青に染まる少女-14
「り……りこ……りこぉ……」
涙が止まらない。
けれど、口元は安堵で緩んでしまう。
「よか……た……よかった……よか……ったぁ」
何度も繰り返す私を一瞥した志臣が、短く息をついた。
「悪いけど、泣くのは後にしてくれる?死んでないってだけで、行方不明にはかわりないんだから」
僅かに苛立ちを含んだ声に、鼻を啜って涙をこらえた。
「アンタが俺たちを信用しようがしまいが、俺たちは石田莉子を助け出すつもりでいる。
ただ、生きて助け出せる確率は、かなり低い」
志臣の表情は厳しかった。
私の方は見ていない。
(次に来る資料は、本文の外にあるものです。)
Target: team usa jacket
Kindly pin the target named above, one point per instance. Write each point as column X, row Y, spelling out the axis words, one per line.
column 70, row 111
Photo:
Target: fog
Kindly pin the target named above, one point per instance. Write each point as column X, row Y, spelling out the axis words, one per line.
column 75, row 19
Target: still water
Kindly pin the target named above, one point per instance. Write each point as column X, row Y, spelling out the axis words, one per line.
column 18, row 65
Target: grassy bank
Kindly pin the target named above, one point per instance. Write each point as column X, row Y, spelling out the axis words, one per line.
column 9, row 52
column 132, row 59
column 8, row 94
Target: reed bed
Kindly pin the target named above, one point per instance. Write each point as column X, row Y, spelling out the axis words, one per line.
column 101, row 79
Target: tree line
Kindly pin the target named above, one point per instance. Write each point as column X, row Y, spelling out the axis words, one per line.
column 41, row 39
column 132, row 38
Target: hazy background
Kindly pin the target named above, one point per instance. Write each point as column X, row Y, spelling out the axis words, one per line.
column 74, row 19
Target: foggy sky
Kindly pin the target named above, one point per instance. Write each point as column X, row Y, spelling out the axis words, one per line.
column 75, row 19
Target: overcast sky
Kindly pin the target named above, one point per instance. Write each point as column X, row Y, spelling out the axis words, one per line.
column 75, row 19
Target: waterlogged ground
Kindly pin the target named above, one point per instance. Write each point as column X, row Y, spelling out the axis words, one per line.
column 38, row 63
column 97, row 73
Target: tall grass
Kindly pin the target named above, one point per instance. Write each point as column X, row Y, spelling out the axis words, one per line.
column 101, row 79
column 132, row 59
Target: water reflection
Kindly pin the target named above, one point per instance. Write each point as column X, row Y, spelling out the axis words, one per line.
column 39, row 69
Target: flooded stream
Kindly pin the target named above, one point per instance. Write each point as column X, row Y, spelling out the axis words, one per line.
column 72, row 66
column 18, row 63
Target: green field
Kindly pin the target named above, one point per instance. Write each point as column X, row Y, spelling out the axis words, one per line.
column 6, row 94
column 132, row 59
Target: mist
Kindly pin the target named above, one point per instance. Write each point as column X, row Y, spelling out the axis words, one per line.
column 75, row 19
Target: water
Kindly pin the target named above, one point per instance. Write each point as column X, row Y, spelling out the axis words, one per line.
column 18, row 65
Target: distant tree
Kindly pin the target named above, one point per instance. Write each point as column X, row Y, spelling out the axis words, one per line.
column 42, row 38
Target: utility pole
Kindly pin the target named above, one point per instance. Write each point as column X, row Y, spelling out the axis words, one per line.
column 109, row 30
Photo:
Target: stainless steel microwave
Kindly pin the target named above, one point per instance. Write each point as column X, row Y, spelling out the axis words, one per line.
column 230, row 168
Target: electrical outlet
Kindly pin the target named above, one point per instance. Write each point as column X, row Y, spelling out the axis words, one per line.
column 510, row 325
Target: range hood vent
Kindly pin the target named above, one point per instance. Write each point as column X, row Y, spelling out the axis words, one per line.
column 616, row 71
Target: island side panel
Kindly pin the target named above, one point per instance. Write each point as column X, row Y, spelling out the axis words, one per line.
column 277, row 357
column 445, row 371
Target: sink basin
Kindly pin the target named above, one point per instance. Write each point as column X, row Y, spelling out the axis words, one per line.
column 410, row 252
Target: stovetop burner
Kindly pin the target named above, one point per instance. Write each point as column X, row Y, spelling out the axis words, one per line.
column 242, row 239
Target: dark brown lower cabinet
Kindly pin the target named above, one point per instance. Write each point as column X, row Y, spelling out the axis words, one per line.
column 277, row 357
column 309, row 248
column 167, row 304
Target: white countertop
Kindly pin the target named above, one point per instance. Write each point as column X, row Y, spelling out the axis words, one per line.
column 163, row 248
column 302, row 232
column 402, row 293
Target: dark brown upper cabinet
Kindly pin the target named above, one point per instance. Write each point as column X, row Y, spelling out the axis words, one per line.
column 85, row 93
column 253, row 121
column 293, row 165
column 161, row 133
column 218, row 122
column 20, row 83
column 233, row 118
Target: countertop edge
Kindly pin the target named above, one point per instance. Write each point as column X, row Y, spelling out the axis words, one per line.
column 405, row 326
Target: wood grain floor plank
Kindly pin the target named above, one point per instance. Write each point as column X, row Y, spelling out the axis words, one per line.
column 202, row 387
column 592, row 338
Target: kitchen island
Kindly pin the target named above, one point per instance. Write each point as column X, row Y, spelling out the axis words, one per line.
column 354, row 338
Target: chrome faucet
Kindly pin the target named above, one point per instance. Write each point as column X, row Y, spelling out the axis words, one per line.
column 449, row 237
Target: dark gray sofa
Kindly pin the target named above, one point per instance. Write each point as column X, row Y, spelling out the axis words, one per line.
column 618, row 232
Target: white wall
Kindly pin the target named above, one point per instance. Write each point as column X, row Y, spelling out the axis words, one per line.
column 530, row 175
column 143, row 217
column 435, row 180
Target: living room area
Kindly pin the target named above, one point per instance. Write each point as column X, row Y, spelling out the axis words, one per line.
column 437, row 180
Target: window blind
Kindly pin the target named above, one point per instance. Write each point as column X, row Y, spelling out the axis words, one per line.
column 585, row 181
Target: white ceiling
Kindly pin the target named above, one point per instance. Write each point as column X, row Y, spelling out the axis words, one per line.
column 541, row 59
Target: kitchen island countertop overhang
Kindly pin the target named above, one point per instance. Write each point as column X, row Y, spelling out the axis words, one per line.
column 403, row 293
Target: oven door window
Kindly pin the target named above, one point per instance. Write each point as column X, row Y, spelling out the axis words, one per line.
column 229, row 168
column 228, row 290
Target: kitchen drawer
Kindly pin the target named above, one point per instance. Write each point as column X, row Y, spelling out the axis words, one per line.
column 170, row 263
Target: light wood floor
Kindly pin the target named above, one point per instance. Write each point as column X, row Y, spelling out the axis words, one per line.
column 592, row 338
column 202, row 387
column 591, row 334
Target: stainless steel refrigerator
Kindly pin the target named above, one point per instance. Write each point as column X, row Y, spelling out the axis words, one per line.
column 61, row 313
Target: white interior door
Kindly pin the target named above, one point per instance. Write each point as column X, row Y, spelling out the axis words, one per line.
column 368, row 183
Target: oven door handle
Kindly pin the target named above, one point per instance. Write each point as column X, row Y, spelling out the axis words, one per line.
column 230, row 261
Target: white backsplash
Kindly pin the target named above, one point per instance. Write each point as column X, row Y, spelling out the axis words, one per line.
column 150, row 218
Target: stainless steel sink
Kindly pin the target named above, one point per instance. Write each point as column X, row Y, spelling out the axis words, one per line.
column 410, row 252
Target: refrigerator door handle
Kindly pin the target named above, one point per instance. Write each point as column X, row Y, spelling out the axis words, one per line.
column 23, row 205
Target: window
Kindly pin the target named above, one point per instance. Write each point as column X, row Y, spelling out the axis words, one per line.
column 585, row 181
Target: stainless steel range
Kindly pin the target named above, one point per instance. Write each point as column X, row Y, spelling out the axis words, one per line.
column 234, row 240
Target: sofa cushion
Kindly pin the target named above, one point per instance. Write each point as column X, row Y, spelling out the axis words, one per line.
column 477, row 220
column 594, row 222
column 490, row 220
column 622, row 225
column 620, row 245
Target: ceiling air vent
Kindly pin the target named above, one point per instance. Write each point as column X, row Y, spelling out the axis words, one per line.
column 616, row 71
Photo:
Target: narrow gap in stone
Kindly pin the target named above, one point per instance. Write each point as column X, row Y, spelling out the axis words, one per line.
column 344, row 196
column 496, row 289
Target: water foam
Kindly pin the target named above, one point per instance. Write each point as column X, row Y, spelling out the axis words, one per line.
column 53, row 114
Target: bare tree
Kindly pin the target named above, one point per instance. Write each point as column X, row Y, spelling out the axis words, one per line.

どこか別の誰かに話しているような、そんな様子だった。
「莉子を……助けて」
紡いだ言葉は自分でも分かるほど、震えていた。
志臣の厳しい横顔が、新たに滲んできた涙で歪む。
「アンタが」
志臣がこちらを向いた。
「アンタの協力が必要だ」
切れ長の瞳が鋭く光る。
射抜かれるようだと思った。
目を逸らしたいのに逸らせない。
意志をそのまま眼光という矢に変えて放ったような。
「何を……したら、いいの?」
私は呟いた。
莉子を助けたい。
「協力、させてください」
言ってから口を引き結ぶと、こちらを睨むように見つめていた志臣がフッと笑った。
「そう言うだろうと思って、預かるって言ったんだけどな」
「へ?……あ」
さっきの母親との電話のことだと思い当たった。